F. Zhang, X. Liang, W. Zhang, Y.-L. Wang, H. Wang, Y. H. Mohammed, B. Song, R. Zhang,† J. Yuan. A Unique Ir(III) Complex-based Chemosensor for Multi-Signal Detection and Multi-Channel Imaging of Hypochlorous Acid in Liver Injury. Biosensor and Bioelectronics, 2017, 87, 1005-1011.

L. Cao,† R. Zhang,† W. Zhang, Z. Du, C. Liu, Z. Ye, J. Yuan. A Ruthenium(II) Complex-Based Multisignal Chemosensor for Luminescent Bioimaging of Hypochlorous Acid. Biomaterials, 2015, 68, 21-31.
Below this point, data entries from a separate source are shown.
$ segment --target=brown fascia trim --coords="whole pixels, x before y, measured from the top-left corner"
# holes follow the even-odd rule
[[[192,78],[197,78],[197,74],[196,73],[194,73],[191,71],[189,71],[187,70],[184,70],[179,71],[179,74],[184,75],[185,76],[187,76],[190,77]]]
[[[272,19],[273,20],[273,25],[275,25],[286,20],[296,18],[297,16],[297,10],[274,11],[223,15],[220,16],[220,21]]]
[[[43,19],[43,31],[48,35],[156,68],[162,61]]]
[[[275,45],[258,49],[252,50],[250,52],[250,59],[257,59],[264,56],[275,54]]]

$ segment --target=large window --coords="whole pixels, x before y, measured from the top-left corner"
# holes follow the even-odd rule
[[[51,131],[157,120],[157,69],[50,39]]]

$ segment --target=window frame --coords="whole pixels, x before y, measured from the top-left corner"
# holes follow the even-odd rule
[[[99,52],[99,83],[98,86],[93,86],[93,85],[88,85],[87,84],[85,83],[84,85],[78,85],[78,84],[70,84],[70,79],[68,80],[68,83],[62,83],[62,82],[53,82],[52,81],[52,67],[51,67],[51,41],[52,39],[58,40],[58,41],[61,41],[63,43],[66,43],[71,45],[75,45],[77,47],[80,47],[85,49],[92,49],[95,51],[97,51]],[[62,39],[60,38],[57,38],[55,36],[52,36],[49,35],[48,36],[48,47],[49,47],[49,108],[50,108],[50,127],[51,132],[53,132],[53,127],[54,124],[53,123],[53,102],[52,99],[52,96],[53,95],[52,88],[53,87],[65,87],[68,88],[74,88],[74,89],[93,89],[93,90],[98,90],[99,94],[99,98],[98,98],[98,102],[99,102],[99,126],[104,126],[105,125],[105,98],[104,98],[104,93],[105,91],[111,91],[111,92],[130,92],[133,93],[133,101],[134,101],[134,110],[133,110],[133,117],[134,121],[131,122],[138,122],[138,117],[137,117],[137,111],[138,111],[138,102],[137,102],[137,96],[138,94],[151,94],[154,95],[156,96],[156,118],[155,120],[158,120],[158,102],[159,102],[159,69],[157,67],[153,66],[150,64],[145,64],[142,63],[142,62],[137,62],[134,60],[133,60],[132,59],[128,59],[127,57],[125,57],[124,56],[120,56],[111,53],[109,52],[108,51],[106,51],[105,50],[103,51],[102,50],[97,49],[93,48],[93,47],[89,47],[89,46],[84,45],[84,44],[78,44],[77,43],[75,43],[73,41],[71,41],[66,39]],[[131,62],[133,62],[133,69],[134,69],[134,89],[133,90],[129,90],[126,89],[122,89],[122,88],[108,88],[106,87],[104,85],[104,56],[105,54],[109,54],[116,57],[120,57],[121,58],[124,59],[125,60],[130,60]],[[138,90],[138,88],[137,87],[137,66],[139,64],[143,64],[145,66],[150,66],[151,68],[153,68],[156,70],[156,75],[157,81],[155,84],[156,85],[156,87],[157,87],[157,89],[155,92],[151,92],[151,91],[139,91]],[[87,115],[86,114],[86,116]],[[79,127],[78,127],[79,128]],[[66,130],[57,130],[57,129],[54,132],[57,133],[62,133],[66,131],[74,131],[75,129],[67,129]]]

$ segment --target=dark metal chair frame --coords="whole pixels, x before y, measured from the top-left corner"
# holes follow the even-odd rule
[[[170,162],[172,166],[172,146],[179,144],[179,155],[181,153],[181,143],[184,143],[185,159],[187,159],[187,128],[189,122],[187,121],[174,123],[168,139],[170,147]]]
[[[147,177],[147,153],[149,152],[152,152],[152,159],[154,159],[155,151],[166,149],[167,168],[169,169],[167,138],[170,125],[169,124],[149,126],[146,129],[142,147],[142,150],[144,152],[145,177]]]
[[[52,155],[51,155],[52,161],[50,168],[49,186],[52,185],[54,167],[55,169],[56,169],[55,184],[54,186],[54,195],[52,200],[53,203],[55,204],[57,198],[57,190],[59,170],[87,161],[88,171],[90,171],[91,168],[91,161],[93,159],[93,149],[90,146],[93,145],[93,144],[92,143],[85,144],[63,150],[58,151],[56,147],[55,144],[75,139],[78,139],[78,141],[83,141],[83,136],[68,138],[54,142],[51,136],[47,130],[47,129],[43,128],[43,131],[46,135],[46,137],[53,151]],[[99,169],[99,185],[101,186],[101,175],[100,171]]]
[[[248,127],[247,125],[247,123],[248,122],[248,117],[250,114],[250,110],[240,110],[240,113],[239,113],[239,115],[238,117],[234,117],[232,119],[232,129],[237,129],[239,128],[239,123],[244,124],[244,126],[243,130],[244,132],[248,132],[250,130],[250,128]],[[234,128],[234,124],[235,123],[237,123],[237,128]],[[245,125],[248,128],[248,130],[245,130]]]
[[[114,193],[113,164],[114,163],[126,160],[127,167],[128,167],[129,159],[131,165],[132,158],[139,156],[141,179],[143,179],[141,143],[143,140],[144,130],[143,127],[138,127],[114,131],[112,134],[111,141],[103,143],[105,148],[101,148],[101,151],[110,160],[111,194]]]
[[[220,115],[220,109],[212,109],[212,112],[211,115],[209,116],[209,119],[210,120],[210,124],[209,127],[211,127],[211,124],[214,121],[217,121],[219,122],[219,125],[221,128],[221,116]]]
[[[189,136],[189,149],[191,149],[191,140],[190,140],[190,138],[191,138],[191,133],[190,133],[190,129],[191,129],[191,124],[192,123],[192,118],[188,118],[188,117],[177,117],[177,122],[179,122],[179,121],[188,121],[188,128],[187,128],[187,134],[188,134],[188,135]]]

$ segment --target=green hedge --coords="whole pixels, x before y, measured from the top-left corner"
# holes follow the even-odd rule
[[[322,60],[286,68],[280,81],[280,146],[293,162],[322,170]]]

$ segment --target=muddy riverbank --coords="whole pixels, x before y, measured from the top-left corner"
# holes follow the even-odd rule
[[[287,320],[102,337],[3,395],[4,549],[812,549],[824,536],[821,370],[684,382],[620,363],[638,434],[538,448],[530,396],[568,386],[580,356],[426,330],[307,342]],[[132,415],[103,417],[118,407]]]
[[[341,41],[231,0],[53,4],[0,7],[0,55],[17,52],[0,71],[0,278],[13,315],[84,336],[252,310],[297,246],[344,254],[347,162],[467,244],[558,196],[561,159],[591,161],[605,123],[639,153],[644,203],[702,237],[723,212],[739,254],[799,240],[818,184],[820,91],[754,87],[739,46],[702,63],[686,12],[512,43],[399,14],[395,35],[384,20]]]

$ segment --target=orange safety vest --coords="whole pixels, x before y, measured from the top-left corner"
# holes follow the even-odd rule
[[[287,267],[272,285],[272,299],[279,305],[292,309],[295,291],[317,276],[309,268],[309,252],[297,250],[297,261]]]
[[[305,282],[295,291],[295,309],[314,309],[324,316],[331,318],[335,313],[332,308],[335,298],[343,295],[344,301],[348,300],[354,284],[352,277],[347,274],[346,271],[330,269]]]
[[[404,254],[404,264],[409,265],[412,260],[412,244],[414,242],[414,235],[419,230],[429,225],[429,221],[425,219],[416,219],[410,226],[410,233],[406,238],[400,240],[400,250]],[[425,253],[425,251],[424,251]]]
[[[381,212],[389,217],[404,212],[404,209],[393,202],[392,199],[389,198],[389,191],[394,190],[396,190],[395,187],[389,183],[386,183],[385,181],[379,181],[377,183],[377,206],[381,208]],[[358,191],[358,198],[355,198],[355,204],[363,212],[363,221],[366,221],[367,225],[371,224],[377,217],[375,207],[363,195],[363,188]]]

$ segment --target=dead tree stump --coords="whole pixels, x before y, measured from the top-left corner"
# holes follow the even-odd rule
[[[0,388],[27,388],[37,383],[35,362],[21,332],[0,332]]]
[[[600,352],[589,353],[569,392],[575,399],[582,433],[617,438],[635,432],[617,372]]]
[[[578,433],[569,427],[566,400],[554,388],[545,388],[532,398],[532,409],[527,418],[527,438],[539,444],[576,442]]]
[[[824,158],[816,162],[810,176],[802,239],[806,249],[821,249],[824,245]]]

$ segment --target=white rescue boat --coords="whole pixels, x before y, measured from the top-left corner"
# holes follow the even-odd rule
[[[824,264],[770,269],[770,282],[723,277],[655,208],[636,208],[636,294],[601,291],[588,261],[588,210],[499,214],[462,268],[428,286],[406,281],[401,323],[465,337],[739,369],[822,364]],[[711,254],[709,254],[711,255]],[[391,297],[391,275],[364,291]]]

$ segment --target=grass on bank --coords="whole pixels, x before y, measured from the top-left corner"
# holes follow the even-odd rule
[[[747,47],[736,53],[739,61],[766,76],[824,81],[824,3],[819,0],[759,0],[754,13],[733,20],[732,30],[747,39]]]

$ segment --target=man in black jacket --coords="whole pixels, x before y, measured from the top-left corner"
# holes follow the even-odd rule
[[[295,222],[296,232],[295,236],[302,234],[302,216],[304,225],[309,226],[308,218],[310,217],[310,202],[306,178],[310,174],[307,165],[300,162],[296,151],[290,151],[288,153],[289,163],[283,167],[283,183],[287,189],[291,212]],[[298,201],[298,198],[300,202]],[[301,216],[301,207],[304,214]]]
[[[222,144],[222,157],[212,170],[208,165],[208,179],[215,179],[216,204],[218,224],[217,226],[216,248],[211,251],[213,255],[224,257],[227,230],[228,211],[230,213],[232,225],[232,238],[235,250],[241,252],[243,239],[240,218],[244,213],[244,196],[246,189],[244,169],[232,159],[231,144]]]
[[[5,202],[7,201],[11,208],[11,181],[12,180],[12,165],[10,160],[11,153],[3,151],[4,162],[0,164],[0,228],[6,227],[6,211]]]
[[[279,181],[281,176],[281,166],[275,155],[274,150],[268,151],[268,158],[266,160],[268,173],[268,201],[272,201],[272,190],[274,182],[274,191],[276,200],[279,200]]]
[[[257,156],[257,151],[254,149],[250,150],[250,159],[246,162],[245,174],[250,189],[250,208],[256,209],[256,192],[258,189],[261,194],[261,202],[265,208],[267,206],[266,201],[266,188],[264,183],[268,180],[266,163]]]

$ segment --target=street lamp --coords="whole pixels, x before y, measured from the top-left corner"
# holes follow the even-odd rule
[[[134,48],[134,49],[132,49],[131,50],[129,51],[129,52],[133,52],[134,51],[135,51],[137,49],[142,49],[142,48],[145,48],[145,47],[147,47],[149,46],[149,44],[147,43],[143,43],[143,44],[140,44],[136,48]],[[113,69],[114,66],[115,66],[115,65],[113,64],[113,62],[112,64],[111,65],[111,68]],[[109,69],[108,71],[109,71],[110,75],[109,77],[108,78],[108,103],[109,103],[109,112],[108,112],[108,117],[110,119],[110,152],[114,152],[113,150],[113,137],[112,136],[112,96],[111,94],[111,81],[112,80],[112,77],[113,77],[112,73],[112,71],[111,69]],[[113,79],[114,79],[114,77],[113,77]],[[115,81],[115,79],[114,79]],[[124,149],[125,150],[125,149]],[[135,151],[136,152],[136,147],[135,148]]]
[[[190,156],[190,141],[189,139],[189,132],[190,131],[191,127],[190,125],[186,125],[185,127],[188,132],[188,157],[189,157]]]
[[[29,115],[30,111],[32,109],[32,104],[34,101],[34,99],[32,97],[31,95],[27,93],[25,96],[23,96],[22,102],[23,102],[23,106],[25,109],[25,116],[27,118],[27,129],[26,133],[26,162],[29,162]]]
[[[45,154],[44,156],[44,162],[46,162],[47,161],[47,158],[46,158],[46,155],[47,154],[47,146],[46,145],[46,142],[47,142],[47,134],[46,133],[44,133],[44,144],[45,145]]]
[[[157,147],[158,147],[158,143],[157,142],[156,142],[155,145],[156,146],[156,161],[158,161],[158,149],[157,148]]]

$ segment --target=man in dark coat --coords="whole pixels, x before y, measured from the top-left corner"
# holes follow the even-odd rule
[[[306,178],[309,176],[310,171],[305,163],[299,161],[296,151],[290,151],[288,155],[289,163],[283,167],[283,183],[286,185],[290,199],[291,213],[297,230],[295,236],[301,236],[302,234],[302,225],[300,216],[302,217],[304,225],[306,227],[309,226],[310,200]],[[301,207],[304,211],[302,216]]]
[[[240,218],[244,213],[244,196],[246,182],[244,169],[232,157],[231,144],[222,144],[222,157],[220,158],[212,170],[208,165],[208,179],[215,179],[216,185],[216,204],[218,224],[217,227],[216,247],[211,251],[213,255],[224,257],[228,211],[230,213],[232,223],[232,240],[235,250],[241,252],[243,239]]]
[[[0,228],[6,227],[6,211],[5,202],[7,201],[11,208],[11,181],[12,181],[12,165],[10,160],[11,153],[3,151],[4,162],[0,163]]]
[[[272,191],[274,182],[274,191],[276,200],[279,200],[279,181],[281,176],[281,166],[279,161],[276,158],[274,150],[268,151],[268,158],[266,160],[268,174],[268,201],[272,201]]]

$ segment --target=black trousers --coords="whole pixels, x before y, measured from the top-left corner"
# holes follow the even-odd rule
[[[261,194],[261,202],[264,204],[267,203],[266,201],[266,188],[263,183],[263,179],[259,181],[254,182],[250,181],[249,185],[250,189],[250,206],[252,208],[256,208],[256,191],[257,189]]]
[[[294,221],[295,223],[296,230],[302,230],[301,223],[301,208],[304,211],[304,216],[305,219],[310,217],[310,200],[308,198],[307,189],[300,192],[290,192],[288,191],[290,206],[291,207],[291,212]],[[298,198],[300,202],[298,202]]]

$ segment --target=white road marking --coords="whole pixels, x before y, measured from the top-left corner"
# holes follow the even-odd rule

Q. Meng, H. Jia, P. Succar, L. Zhao, R. Zhang,† C. Duan, Z. Zhang. A Highly Selective and Sensitive ON-OFF-ON Fluorescence Chemosensor for Cysteine Detection in Endoplasmic Reticulum. Biosensors and Bioelectronics, 2015, 74, 461-468.

Y. Lu, J. Zhao, R. Zhang, Y. Liu, D. Liu, E. M. Goldys, X. Yang, P. Xi, A. Sunna, J. Lu, Y. Shi, R. C. Leif , Y. Huo, J. Shen, J. A. Piper, J. P. Robinson, D. Jin. Tunable lifetime multiplexing using luminescent nanocrystals. Nature Photonics, 2014, 8, 32-36.

R. Zhang, B. Song, Z. Dai, Z. Ye, Y. Xiao, Y. Liu, J. Yuan. Highly sensitive and selective phosphorescent chemosensor for hypochlorous acid based on ruthenium(II) complexes. Biosensors and Bioelectronics, 2013, 50, 1-7.